With regard to the primary care reimbursement service, PCRS, the main drivers are the increase in the number of full medical card holders while claims for high tech drugs and medicines continue to increase. The excess of medical cards over what was projected in the HSE service plan arose for two principal reasons - a backlog in applications from 2011 was cleared at the start of this year and there was a higher than anticipated number of applications for new cards. The HSE's 2012 national service plan provided for 1,838,126 medical cards, which reflected a planned-for growth of 105,000 or 6% in eligible persons in the year. The number of persons eligible for a medical card at the end of October 2012 is 1,836,689. This is an increase of 142,626 from 1 January 2012 or an increase of 8%. It represents an excess of 37,626 over planned growth for 2012. It is not possible to forecast precisely the end-year number of medical cards as this will depend on the number of people that apply for a medical card, the number of cards that are successfully renewed and the number of cards that expire during the remaining months of the year. It is clearly also a function of our economy.

To address the deficit in PCRS, an additional sum of €234 million is required. This is clearly demand-led, as is the increase in emergency department attendances and hospital admissions. These are due to an increase in population. Between 2006 and 2011 the population increased by 8.2%. The number of people over 65 years old increased by 14% and the number of people over 85 years of age increased by 22%. This is a good news story, but it has implications for our health services.

The committee will be aware that I recently announced the intensive negotiations with the Irish Pharmaceutical Healthcare Association, IPHA, had reached a successful conclusion with a major new deal on the cost of drugs in the State, with a value in excess of €400 million in the next three years. The new deal, combined with the IPHA agreement reached earlier in the year, means €16 million in drug savings this year with much greater savings to be achieved over the next three years. The cost of new drugs in 2012 is estimated to be approximately €15 million. Examples include the cancer drug, Ipilimumab, and the Hepatitis C drugs, Boceprevir and Teleprevir. It is estimated that the deal will generate savings of up to €116 million gross in 2013.

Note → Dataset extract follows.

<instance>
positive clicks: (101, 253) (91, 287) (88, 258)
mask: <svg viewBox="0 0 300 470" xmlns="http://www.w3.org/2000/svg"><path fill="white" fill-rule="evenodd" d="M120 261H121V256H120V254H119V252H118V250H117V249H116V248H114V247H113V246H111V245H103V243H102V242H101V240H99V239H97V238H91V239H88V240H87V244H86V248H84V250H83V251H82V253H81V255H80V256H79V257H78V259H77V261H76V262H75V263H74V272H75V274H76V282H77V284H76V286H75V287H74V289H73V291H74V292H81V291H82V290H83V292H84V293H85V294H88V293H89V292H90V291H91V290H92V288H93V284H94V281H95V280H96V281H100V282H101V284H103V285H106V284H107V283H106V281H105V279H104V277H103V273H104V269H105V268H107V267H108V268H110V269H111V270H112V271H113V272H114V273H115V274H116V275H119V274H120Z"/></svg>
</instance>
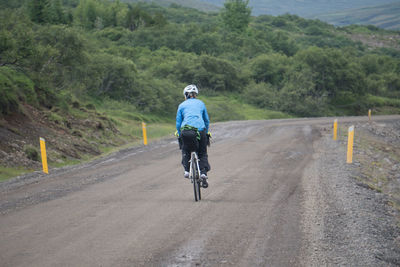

As I said, my Department has identified savings of €70 million within its budget. These savings arise within my Department's directly funded agencies, savings on legal costs and savings within the National Treatment Purchase Fund. There is also a saving of €7.5 million on my Department's capital Vote. In addition, a once-off extra Exchequer receipt of €45 million from the Medical Defence Union will also offset the amount of supplementary funding required from the Exchequer. This €45 million cash lump sum is in settlement of ongoing legal proceedings that sought to recover money paid by the State on behalf of refused Medical Defence Union, MDU, members. These consultant members of the MDU found themselves in circumstances where they were refused indemnity cover by their medical defence organisation. This dispute has been ongoing since 2004 and it is both timely and in the State's interests that a resolution has been reached.

In summary, given the extent of challenges faced by the executive in 2012, the extra funding being requested through this Supplementary Estimate is relatively small. The executive has been through a challenging year and faces an even tougher year ahead. My intention in bringing forward this Supplementary Estimate, together with the other measures I outlined, is to reduce the incoming deficit for the HSE as it faces into a difficult year in 2013.

In conclusion, I seek the committee's approval to the Supplementary Estimates for Vote 39.